Auth fails with Mattermost Desktop 4.7.0 with "Prevented desktop from navigating to"

[akomakom]

Describe the bug

Starting in Mattermost Desktop 4.7.0, there appears to be a limited set of approved oauth URL regexes that the UI will accept. The current oauth urls fail the regex check, resulting in Prevented desktop from navigating to ....

This works fine in Chrome and Safari.

To Reproduce Steps to reproduce the behavior:

1. Install Mattermost Desktop 4.7.0
2. Configure Mattermost server with Mattermost-LDAP
3. Run Mattermost Desktop from a shell
4. Attempt to auth using the GitLab button
5. The form is never submitted, an error message shows up in STDOUT

Expected behavior

Form should be submitted

Screenshots

$ mattermost-desktop 
11:02:46.738 › config.autostart has been configured: true
11:02:46.771 › BrowserView created for server Bla
11:02:46.775 › [Bla] Loading https://XXXXX
11:02:46.779 › couldn't show Terracotta, not ready
11:02:47.565 › [Bla] finished loading https://XXXXX
11:02:54.925 › show back button
11:02:56.594 › Prevented desktop from navigating to: https://XXXXX/oauth/index.php

Project (please complete the following information):

• Project Version: latest

Desktop (please complete the following information):

• OS: Ubuntu 20.04 and Mac OS Big Sur
• Browser: N/A

Workaround

I was able to work around this by rewriting index.php to look like one of the approved custom login url strings:

• Enabling .htaccess in apache, eg:

  <Directory /var/www/html/oauth>
  AllowOverride All
  </Directory>

• Added to .htaccess:

  RewriteEngine on
  RewriteRule ^access_token$ index.php [L]
  <Files access_token>
  allow from all
  </Files>

• Changed index.php line 33 to header('Location: access_token');

[Crivaledaz]

Hi,

Thank you for using Mattermost-LDAP and for sharing your investigation in this detailed issue.

I confirm the latest Mattermost Desktop client (version 4.7) is expecting a restricted pool of URL for the Oauth process, and deny custom URLs, with the error Prevented desktop from navigating to:, whatever the Mattermost server version in use.

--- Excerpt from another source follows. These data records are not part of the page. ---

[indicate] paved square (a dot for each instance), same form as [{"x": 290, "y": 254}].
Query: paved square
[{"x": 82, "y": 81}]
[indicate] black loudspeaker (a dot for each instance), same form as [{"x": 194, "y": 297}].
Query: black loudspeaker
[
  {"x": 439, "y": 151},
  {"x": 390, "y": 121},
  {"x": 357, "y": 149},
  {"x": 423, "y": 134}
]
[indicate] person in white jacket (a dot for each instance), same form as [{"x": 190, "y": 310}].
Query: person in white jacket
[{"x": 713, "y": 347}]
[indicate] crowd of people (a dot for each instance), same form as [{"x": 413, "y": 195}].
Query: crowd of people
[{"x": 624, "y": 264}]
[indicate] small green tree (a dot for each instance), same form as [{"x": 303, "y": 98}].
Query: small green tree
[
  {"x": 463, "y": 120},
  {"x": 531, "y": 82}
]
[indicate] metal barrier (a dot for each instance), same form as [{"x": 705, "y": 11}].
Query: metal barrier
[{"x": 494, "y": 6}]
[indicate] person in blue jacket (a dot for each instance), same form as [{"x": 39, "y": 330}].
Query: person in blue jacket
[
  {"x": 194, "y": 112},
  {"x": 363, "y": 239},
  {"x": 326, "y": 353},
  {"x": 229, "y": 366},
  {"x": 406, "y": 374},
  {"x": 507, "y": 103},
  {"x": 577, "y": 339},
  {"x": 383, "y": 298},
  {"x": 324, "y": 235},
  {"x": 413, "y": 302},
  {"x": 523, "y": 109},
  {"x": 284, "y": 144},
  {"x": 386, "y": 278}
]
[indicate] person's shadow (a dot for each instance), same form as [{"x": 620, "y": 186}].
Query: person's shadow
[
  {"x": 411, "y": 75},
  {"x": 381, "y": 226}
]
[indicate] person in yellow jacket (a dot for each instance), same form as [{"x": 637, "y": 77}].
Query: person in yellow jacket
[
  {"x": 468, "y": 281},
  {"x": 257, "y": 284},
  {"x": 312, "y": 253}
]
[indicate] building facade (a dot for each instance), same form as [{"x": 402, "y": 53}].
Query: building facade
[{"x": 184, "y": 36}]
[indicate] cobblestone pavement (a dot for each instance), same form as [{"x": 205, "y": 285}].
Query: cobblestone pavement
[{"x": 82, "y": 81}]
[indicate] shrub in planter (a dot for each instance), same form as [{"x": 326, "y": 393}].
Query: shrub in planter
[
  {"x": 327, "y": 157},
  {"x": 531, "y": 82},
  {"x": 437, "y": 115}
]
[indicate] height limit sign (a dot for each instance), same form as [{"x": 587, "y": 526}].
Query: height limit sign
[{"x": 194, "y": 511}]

At this moment, your work around, rewriting URLs to expose Oauth on expected URLs, is the best way to bypass the restriction. Note that in the last point, the file to adapt is authorize.php.

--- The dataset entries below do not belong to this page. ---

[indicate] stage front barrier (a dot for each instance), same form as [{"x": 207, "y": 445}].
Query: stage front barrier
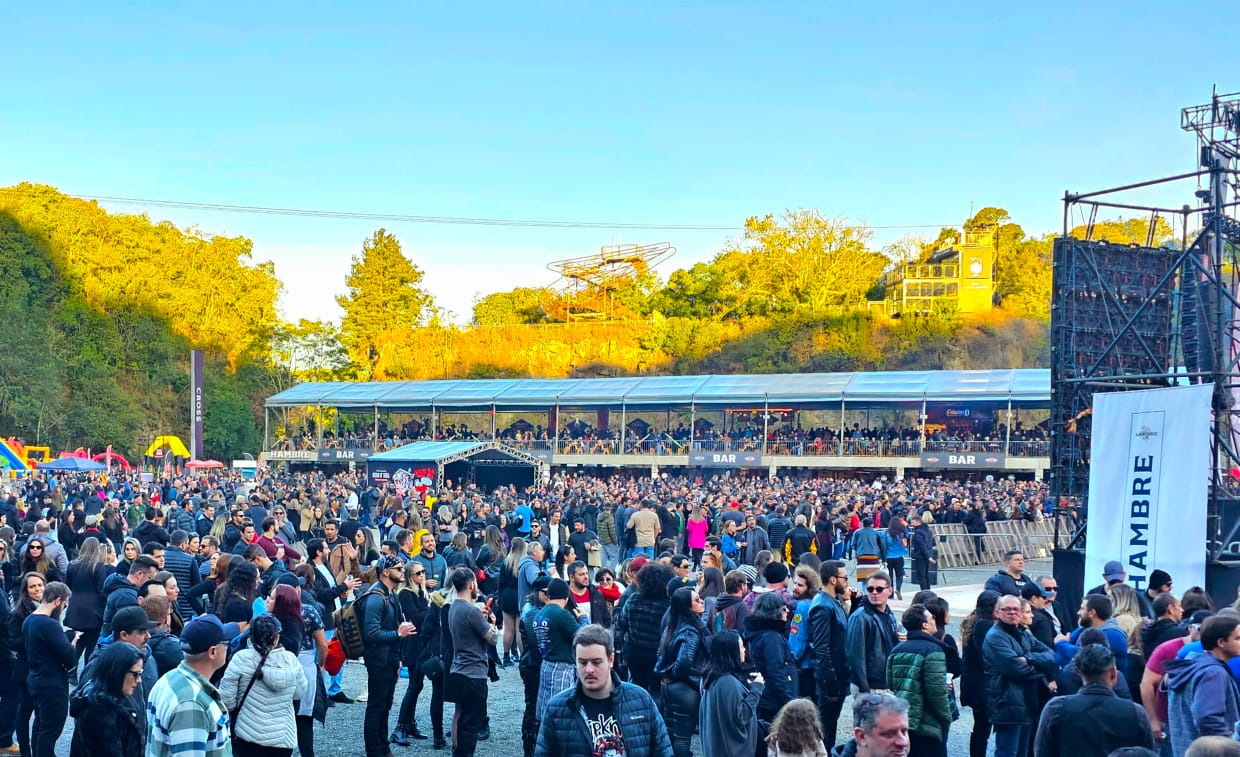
[{"x": 1034, "y": 539}]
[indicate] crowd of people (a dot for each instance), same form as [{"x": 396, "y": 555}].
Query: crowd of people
[
  {"x": 784, "y": 437},
  {"x": 207, "y": 614}
]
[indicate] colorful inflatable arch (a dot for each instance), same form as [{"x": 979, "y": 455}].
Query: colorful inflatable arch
[
  {"x": 109, "y": 458},
  {"x": 174, "y": 444}
]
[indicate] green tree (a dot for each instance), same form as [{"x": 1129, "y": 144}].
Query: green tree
[
  {"x": 310, "y": 350},
  {"x": 385, "y": 293},
  {"x": 801, "y": 263},
  {"x": 515, "y": 307}
]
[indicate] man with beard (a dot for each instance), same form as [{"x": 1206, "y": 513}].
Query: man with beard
[
  {"x": 872, "y": 634},
  {"x": 827, "y": 632},
  {"x": 51, "y": 657},
  {"x": 620, "y": 717}
]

Besides, index.php is not the only URL to rewrite. Actually, new users need to authorize the Oauth server to send their data to Mattermost. For this, there are redirected to a form on authorize.php. So the page authorize.php should also be rewritten.

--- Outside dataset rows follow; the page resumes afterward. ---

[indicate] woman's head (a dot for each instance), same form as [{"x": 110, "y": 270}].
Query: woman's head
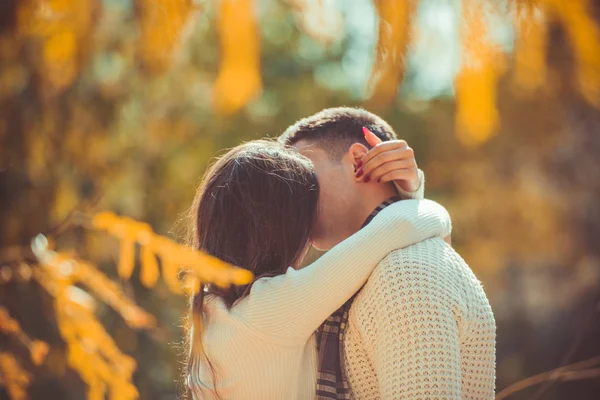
[{"x": 255, "y": 209}]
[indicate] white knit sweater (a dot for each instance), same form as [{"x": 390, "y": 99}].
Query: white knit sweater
[
  {"x": 421, "y": 328},
  {"x": 263, "y": 347}
]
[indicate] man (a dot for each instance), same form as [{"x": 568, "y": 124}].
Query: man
[{"x": 421, "y": 327}]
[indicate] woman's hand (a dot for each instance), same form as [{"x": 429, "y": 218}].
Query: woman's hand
[{"x": 389, "y": 161}]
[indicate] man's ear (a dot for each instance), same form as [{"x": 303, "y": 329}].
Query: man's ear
[{"x": 357, "y": 152}]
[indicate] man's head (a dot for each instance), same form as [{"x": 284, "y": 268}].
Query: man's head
[{"x": 334, "y": 141}]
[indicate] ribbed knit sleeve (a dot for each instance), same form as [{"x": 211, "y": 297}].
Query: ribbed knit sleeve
[
  {"x": 291, "y": 306},
  {"x": 416, "y": 344}
]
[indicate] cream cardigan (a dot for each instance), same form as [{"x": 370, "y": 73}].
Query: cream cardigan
[{"x": 263, "y": 347}]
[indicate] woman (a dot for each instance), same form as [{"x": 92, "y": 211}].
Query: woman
[{"x": 255, "y": 209}]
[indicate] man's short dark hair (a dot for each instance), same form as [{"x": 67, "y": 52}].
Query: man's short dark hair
[{"x": 336, "y": 129}]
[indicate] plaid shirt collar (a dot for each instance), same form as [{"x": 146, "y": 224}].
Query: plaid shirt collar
[{"x": 332, "y": 382}]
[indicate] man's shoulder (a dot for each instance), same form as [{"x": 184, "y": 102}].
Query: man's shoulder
[
  {"x": 425, "y": 250},
  {"x": 430, "y": 264}
]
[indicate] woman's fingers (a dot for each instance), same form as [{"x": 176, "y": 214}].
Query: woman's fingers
[
  {"x": 398, "y": 175},
  {"x": 371, "y": 138},
  {"x": 385, "y": 147},
  {"x": 397, "y": 169},
  {"x": 403, "y": 158}
]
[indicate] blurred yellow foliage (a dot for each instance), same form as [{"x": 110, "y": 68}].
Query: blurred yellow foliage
[
  {"x": 393, "y": 39},
  {"x": 530, "y": 67},
  {"x": 239, "y": 78},
  {"x": 173, "y": 256},
  {"x": 59, "y": 28},
  {"x": 9, "y": 326},
  {"x": 475, "y": 84},
  {"x": 585, "y": 42},
  {"x": 163, "y": 23}
]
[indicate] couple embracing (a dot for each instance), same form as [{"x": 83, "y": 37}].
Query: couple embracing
[{"x": 390, "y": 311}]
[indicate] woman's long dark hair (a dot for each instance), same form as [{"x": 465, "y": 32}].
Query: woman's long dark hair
[{"x": 255, "y": 209}]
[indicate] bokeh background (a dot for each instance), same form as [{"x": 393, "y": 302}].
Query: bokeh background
[{"x": 120, "y": 105}]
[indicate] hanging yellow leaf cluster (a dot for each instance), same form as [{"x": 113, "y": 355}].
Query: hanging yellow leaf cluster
[
  {"x": 532, "y": 20},
  {"x": 13, "y": 377},
  {"x": 476, "y": 82},
  {"x": 162, "y": 23},
  {"x": 530, "y": 67},
  {"x": 173, "y": 256},
  {"x": 91, "y": 351},
  {"x": 238, "y": 80},
  {"x": 60, "y": 28},
  {"x": 395, "y": 19},
  {"x": 9, "y": 326},
  {"x": 584, "y": 35}
]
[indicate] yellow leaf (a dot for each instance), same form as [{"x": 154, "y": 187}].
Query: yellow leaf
[
  {"x": 163, "y": 23},
  {"x": 149, "y": 274},
  {"x": 239, "y": 78},
  {"x": 392, "y": 44},
  {"x": 482, "y": 63}
]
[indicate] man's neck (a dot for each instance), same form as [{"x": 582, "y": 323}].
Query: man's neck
[{"x": 371, "y": 199}]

On Nginx, to rewrite these URLs, you can use the following code :

    location /oauth/access_token {
      try_files $uri  /oauth/index.php;
    }

    location /oauth/authorize {
      try_files $uri /oauth/authorize.php$is_args$args;
    }

To patch the Demo, these lines should be added at line 90 in the nginx.conf. As you mentioned, the line 33 of oauth/authorize.php must be changed to header('Location: access_token'). Moreover, the parameter AuthEndpoint in the GitLab section in config.json should be changed to "http://localhost/oauth/authorize".

I will work on this issue as soon as possible to create a clean patch based on your work around. Your help is welcome, feel free to start a PR.

Thank you again for your help.

[jsahner]

I followed the Docker installation guide and came across this problem. It seems like 1dda144 has broken Apache, because it's missing the rewrite from oauth/access_token to oauth/index.php. Can you confirm?

[Crivaledaz]

Yes, my last commit has broken the Docker installation. I am very sorry.

I start to work on it last week but, I did not have the time to finish it. I hope I will find some time tomorrow to finish this change, but I am a little bit busy these days.

For the moment, if you want to use Apache, checkout commit 5d0b0a09. However, the Apache implementation does not work with the Mattermost desktop version >= 4.7. Else, you can adapt the demo to use Mattermost-LDAP with Nginx, which is working with Mattermost desktop version >= 4.7.

Since rewriting URL is necessary, I am thinking of abandoning the Apache implementation in favor of the Nginx one, because I am more comfortable with Nginx.

I will keep you inform,

Regards

[WanpengQian]

We should document this setting in BareMetal.md. I was getting an error for access_token not found.